In [None]:
Q1. What is the mathematical formula for a linear SVM?

In [None]:
The mathematical formulation of a linear Support Vector Machine (SVM) involves finding a hyperplane that best 
separates two classes in a high-dimensional space. The goal is to maximize the margin between the closest points 
of the classes, known as support vectors.

### Mathematical Formulation

1. **Hyperplane Equation**: In an \( n \)-dimensional space, a hyperplane can be represented as:

   \[
   w \cdot x + b = 0
   \]

   where:
   - \( w \) is the weight vector (normal to the hyperplane).
   - \( x \) is the feature vector.
   - \( b \) is the bias term (intercept).

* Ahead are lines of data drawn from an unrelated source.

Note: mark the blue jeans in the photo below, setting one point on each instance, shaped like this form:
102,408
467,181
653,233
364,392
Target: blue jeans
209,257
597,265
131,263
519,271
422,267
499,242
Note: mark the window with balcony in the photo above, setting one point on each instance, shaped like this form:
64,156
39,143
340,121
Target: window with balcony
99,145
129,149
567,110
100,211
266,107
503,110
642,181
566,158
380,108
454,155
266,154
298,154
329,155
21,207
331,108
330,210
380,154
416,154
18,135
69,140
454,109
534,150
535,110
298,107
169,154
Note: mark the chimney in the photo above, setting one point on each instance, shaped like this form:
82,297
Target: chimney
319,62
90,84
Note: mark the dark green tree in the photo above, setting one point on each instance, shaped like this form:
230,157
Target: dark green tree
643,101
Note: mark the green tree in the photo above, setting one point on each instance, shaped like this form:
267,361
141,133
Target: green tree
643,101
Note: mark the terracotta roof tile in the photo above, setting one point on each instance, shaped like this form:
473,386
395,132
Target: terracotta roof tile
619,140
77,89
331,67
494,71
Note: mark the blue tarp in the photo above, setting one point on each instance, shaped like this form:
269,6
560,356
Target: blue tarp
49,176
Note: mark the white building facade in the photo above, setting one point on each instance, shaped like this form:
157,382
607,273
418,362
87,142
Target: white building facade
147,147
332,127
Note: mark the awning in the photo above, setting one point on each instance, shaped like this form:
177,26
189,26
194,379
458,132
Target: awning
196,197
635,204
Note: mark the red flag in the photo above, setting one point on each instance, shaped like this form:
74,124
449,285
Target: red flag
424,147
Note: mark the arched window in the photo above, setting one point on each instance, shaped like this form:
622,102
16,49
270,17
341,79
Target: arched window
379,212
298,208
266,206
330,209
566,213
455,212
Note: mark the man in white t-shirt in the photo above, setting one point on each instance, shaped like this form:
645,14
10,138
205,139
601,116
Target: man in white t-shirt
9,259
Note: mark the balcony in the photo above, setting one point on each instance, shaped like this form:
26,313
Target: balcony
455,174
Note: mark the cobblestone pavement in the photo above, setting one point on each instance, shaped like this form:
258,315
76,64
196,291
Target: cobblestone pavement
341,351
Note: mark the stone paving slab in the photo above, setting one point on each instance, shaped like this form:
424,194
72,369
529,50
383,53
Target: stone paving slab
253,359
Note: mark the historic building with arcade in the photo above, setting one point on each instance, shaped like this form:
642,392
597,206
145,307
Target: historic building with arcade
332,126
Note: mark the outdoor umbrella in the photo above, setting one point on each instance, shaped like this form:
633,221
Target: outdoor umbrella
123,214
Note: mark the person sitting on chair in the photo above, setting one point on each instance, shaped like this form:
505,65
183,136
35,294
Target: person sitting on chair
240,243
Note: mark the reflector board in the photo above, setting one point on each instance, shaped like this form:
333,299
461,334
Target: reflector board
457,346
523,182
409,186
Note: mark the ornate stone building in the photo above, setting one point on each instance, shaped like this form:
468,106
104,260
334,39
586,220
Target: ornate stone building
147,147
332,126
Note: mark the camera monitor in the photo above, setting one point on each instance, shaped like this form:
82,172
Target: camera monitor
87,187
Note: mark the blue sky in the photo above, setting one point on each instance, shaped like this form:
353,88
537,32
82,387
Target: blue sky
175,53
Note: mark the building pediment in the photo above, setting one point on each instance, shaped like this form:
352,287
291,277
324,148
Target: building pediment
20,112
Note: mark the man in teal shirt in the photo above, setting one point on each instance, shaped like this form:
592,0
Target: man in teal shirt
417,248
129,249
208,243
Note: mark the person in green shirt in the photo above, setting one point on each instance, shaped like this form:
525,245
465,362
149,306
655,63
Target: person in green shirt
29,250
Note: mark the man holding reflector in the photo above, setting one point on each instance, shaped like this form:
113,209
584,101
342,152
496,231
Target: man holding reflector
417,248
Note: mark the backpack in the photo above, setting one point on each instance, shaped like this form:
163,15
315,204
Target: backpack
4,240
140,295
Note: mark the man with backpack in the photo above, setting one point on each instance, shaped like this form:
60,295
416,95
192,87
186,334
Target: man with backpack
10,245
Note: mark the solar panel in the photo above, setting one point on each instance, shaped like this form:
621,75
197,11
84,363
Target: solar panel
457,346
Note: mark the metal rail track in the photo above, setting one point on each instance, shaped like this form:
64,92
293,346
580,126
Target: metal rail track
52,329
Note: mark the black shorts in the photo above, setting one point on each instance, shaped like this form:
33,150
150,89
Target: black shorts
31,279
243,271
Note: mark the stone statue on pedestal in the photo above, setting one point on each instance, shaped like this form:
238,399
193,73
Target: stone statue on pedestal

2. **Classification Rule**: The SVM classifies data points based on which side of the hyperplane they fall:

   \[
   f(x) = \text{sign}(w \cdot x + b)
   \]

3. **Margin Maximization**: The SVM aims to maximize the margin \( \gamma \), which is defined as the distance 
    between the hyperplane and the closest data points from either class. This is done subject to the constraints:

   \[
   y_i (w \cdot x_i + b) \geq 1 \quad \forall i
   \]

   where \( y_i \) is the label of the \( i \)-th sample, which can be either +1 or -1.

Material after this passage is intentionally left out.